Ogni partita verrà elencata in base alla vetustà del trascinamento. Partiamo dalle tasse locali: Tari (ex Tares) 2014, cartelle inviate all’Agenzia delle entrate, 5 milioni 511 mila euro; sovrattassa provinciale Tari, 231 mila; tributo provinciale Tia 2014 (Patrimonio Srl), 15 mila più 16 mila; Tari 2015 via Agenzia delle entrate, 1 milione 492 mila; tributo provinciale Tari 20 mila; tributo provinciale Tari 2015, 131 mila; recupero tributi vari 2015, 3 milioni 744 mila; fatturazioni 2012 (emesse 2015) ex Patrimonio, 77 mila; Tari 2016, 4 milioni 185 mila; tributo provinciale Tari 2016, 169 mila; Tari 2017, 3 milioni 782 mila; tributo provinciale Tari 2017, 151 mila; rette asili I Care 2018, 34 mila; Tari 2018, 5 milioni 943 mila e tributi conto terzi 237 mila (questi importi sono relativi a comunicazione di I Care dell’aprile scorso, quindi nel frattempo potrebbero esserne state riscosse delle quote); recupero Imu anni precedenti, 105 mila; recupero spese accertamenti Ici-Imu, 8 mila; interessi su tali acceramenti, 56 mila; sanzioni su tali accertamenti, 58 mila.

Poi ci sono le contravvenzioni, stradali e non, che residenti e visitatori non hanno pagato: contravvenzioni stradali 2015, 869 mila; contravvenzioni 2016, 115 mila più 87 mila più 217 mila; contravvenzioni 2017, 840 mila; sanzioni leggi speciali, 144 mila; sanzioni amministrative 2018, 1 milione 554 mila più 134 mila.

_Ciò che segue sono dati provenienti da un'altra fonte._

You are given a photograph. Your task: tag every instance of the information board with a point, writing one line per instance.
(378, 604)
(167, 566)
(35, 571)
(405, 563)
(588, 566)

C’è inoltre una «strana» voce di accertamenti contratto-ristorazione» del 2018, 262 mila euro. E ci sono gli aggi straordinari che l’organo di liquidazione del dissesto deve al comune per l’assistenza della ragioneria al recupero delle tasse evase prima del 2014, che sono fuori del bilancio ordinario: 303 mila più 308 mila. I rapporti con l’Osl saranno saldati al momento della liquidazione del dissesto.

Con procedure analoghe, nei residui il comune conserva molte somme da avere dal fallimento della Patrimonio Srl: rate mutui fognari trasferiti per 8 mila euro, 183 mila, 33 mila, 313 mila e 121 mila del 2015; 106 mila, 291 mila, 163 mila, 247 mila, 579 mila del 2017; 161 mila, 301 mila, 161 mila e 307 mila del 2018 (gli anni sono quelli dell’accertamento del credito). Simili residui attivi per mutui esistono anche su Porto Srl, 8 mila del 2015; e Sea Ambiente, 26 mila più 180 mila del 2018, l’ultima somma con Gaia.